A day after the turbulent protest in Belgrade, on July 8 the demonstrations spilled over into Niš, too. Citizens of Niš took to the streets chanting slogans, throwing eggs at the Serbian Progressive Party chapter office, applauding medical workers and expressing their anger toward the police outside the Niš police headquarters. One of the demonstrators was 24-year-old Mitar Stojanović, who, in his own words, went out to peacefully protest the situation in the state with his mother and friends.
While at the protest, he threw eggs at a poster of Serbian President Aleksandar Vučić above the local Serbian Progressive Party (SNS) chapter office. According to him, he did not take part in any other incidents, he even prevented some youths from demolishing the cars parked around the Niš police headquarters.
After the protest, he sat down with his friends at a bar in downtown Niš. He says that half an hour later several men in civilian attire rushed into the bar, planning to arrest him without showing any ID first.

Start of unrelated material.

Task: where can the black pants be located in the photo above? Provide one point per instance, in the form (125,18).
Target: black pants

“Ten of them came, they started pulling my hands behind my back, I started yanking to the left and right. The two who were holding me fell down, I’d pushed them away somehow. The whole bar saw the injustice, not knowing what was happening, they began to pull me out, because the ten men were going to put me into a car,” says Stojanović, adding that he did not want to get in and that he pushed against the bottom edge of the car with his feet.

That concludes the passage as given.